Sunday, August 3, 2008

What have they done now?


I have been reading the last few days about the mortgage crisis we are now involved in, and came across the three new tax changes that are part of the housing rescue and foreclosure prevention act of 2008, that was signed into law July 30th. The first two are intended to be help full, and the third can be damaging.
The first is a tax credit of up to $7500.00 to qualified buyers of principal residences. The maximum credit is 10% of the purchase price, or $7500.00, whichever is the lesser. The credit is refundable, and that means you can use it to offset your entire federal income tax liability.
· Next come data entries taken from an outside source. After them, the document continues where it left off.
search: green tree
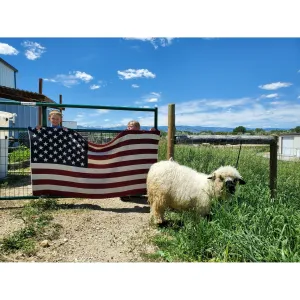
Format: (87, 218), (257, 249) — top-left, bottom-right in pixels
(232, 126), (247, 134)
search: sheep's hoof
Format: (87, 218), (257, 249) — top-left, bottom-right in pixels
(156, 220), (169, 228)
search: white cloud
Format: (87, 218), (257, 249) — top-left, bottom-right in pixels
(44, 71), (93, 87)
(74, 71), (93, 82)
(0, 43), (19, 55)
(146, 98), (158, 102)
(151, 98), (300, 128)
(125, 37), (174, 49)
(258, 82), (292, 90)
(260, 93), (279, 98)
(21, 41), (46, 60)
(118, 69), (156, 80)
(90, 84), (100, 90)
(135, 92), (161, 105)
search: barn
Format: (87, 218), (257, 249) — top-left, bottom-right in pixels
(0, 57), (56, 127)
(278, 133), (300, 159)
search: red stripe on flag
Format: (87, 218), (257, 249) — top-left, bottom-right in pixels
(33, 189), (147, 199)
(32, 169), (149, 179)
(88, 159), (157, 169)
(32, 179), (145, 189)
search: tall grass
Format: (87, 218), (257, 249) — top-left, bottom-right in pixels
(154, 145), (300, 262)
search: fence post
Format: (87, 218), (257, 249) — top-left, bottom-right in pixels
(270, 136), (278, 199)
(59, 95), (63, 126)
(38, 78), (44, 126)
(167, 104), (175, 159)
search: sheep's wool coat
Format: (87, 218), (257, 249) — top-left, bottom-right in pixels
(147, 160), (242, 222)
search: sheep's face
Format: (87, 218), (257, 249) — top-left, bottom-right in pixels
(208, 166), (246, 198)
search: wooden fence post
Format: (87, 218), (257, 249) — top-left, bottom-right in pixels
(167, 104), (175, 159)
(38, 78), (43, 126)
(270, 136), (278, 199)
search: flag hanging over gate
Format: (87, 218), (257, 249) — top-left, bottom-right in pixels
(28, 127), (160, 199)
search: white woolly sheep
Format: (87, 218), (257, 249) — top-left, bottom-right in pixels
(147, 158), (245, 224)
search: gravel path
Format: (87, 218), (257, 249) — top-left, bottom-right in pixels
(0, 198), (157, 262)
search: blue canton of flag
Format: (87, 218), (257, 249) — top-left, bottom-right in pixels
(29, 127), (88, 168)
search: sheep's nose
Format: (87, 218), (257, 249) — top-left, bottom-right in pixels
(225, 180), (235, 194)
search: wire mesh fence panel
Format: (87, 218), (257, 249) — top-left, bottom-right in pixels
(0, 128), (32, 199)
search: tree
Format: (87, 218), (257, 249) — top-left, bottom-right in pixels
(232, 126), (247, 134)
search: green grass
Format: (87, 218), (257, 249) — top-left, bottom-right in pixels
(151, 145), (300, 262)
(0, 199), (61, 257)
(8, 146), (30, 163)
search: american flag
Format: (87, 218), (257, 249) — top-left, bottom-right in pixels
(28, 127), (160, 199)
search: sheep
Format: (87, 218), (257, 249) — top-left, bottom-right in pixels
(147, 158), (246, 225)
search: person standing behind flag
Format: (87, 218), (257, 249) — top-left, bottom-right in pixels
(36, 110), (64, 129)
(127, 120), (141, 130)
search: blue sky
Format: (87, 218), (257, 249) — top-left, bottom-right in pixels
(0, 37), (300, 128)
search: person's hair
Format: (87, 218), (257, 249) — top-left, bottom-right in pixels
(127, 120), (141, 129)
(49, 110), (62, 118)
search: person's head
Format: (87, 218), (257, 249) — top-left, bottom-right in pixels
(48, 110), (62, 126)
(127, 120), (141, 130)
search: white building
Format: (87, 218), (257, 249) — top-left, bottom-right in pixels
(278, 133), (300, 158)
(0, 58), (55, 128)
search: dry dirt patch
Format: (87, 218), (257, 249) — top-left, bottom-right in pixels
(0, 198), (157, 262)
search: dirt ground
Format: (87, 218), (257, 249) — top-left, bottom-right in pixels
(0, 198), (161, 262)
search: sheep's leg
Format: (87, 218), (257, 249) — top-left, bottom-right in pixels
(150, 195), (166, 224)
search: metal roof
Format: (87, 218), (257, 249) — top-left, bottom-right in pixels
(0, 85), (56, 103)
(0, 57), (18, 72)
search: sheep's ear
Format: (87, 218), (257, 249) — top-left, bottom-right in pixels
(239, 178), (246, 184)
(207, 173), (216, 180)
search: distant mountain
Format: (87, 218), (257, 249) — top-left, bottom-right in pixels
(77, 125), (285, 133)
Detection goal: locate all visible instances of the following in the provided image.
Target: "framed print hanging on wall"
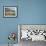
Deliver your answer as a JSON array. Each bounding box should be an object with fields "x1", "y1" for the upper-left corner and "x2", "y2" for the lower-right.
[{"x1": 3, "y1": 6, "x2": 17, "y2": 17}]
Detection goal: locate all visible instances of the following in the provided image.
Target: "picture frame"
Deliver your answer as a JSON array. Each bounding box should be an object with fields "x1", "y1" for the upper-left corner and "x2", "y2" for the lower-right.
[{"x1": 3, "y1": 6, "x2": 17, "y2": 17}]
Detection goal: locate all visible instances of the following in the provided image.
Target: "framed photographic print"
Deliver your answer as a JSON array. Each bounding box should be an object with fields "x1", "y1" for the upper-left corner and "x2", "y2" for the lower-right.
[{"x1": 3, "y1": 6, "x2": 17, "y2": 17}]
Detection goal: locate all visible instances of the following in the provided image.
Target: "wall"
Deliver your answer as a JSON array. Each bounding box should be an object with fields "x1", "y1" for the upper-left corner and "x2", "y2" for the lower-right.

This credit is only available between April 8, 2008, and July 1, 2009. Sounds good so far,BUT, and there's always a but, you can't use it to reduce the alternative minimum tax
The credit cannot be used by high income singles who's income is
$75,000 or above, or couples with $90.000 or above. Well, that sounds OK. Yeah, that's what I thought, but here is the kick in the pants. You have to REPAY the credit ! If you take the credit, you have to repay the money, minus interest, starting in 2010, at $500 dollars a year. And if you die, or sell the house before it is paid, then you are responsible for the remaining money all at once. This sounds like its adding to the problem to me, and it sounds a lot like what got us in this position in the first place.
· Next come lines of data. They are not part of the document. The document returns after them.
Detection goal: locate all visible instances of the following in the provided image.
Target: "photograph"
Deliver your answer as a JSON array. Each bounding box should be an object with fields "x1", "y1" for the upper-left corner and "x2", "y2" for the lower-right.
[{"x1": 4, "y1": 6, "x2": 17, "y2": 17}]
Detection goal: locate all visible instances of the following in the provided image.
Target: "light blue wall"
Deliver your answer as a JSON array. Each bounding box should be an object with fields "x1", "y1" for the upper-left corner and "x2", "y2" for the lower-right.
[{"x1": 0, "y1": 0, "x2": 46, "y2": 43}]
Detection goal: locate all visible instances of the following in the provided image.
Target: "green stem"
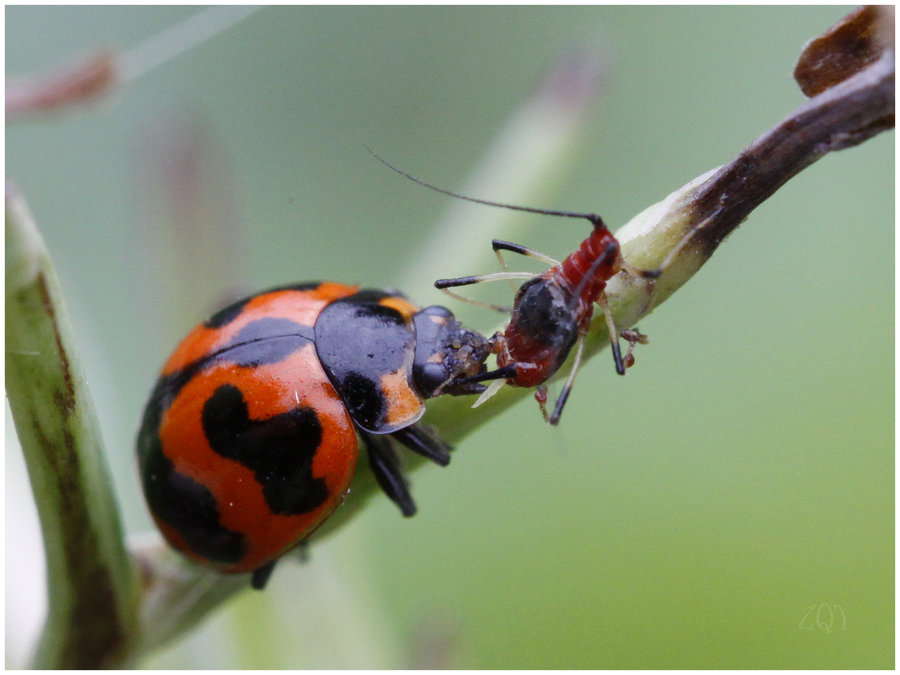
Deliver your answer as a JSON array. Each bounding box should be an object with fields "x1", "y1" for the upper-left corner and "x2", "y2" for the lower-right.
[{"x1": 6, "y1": 185, "x2": 137, "y2": 668}]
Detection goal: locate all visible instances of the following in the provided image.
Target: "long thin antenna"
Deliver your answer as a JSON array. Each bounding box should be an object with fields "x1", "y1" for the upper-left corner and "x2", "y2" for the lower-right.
[{"x1": 359, "y1": 141, "x2": 606, "y2": 227}]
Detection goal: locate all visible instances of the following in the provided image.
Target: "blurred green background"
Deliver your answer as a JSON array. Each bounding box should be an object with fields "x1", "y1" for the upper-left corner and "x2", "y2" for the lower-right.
[{"x1": 6, "y1": 7, "x2": 894, "y2": 668}]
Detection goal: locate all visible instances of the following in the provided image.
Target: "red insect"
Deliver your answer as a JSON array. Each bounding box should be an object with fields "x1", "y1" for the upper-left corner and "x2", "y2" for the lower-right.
[{"x1": 373, "y1": 153, "x2": 660, "y2": 425}]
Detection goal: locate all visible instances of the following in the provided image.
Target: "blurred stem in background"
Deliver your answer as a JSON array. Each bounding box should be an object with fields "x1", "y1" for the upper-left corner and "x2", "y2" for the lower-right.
[{"x1": 6, "y1": 8, "x2": 894, "y2": 667}]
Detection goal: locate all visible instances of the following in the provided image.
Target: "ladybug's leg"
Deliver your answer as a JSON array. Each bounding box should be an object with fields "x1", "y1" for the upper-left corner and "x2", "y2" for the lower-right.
[
  {"x1": 391, "y1": 424, "x2": 451, "y2": 466},
  {"x1": 434, "y1": 271, "x2": 535, "y2": 314},
  {"x1": 491, "y1": 239, "x2": 559, "y2": 271},
  {"x1": 491, "y1": 239, "x2": 559, "y2": 295},
  {"x1": 538, "y1": 330, "x2": 588, "y2": 426},
  {"x1": 250, "y1": 558, "x2": 278, "y2": 591},
  {"x1": 596, "y1": 293, "x2": 625, "y2": 375},
  {"x1": 360, "y1": 433, "x2": 416, "y2": 517}
]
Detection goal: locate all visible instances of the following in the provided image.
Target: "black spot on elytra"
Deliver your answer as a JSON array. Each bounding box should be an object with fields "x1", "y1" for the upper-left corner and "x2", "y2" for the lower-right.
[
  {"x1": 216, "y1": 319, "x2": 315, "y2": 368},
  {"x1": 340, "y1": 372, "x2": 387, "y2": 428},
  {"x1": 202, "y1": 384, "x2": 328, "y2": 515},
  {"x1": 138, "y1": 406, "x2": 246, "y2": 564},
  {"x1": 203, "y1": 281, "x2": 321, "y2": 328}
]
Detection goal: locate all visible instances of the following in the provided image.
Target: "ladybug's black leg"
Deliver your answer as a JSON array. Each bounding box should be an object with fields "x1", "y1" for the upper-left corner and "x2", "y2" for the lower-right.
[
  {"x1": 491, "y1": 239, "x2": 559, "y2": 270},
  {"x1": 360, "y1": 433, "x2": 416, "y2": 517},
  {"x1": 250, "y1": 558, "x2": 278, "y2": 591},
  {"x1": 434, "y1": 271, "x2": 535, "y2": 314},
  {"x1": 391, "y1": 425, "x2": 450, "y2": 466}
]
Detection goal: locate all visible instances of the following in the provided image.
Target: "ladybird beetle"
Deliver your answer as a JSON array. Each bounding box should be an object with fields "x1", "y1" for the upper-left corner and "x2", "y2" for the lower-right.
[{"x1": 137, "y1": 282, "x2": 490, "y2": 588}]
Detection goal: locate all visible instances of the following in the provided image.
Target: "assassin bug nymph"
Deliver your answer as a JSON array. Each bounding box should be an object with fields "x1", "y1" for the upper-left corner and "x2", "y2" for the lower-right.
[{"x1": 367, "y1": 148, "x2": 661, "y2": 425}]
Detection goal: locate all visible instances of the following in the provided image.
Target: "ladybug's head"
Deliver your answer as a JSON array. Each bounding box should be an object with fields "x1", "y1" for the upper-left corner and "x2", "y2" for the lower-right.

The second change is really not a big deal, but you do not have to pay it back. It allows unmarried people to claim up to $500 dollars of their state and local property taxes to their normal standard deduction, and married people can add $1000, as long as it does not exceed what you actually pay. Like I said before, not really a big deal, but is is a little help.

The third change is sort of a punishment. Until now, you could convert a former rental property or vacation home into your principal residence, live in it for at least two years, and then sell it. You would then qualify for the federal home sale gain exclusion. This tax saving loophole is being closed up through the Housing act, and punishing sellers for post-2008 periods when the property is not used as your principal residence. After 2008, if you live in a home that was originally owned, but not your principal residence, and then try to sell for profit, you would have to pay the capitol gains tax. I do not believe the changes will affect the housing market, or make home ownership any easier. The lenders that were giving loans to people they knew that could not afford them seem unaffected by these changes. I wonder, what exactly is Congress thinking ? They offer a $7500 dollar tax break to consumers, but make you pay it back ? Will the banks that are being bailed out have to repay the government ?

3 comments:

Anonymous said...

Banks are not going to pay anybody back. If anything the ATM fees ill go to 5.00 by 2010!

Da Old Man said...

Here's what they are thinking: You and I contribute a couple bucks, if anything, to their elections and re-elections, while real estate and banking PACs contribute millions.

Michael from dadcation.com said...

shit. i have rental property i figured we may try to live in for a bit to save some money for a better house. guess i can't do that w/o cap gains tax, huh?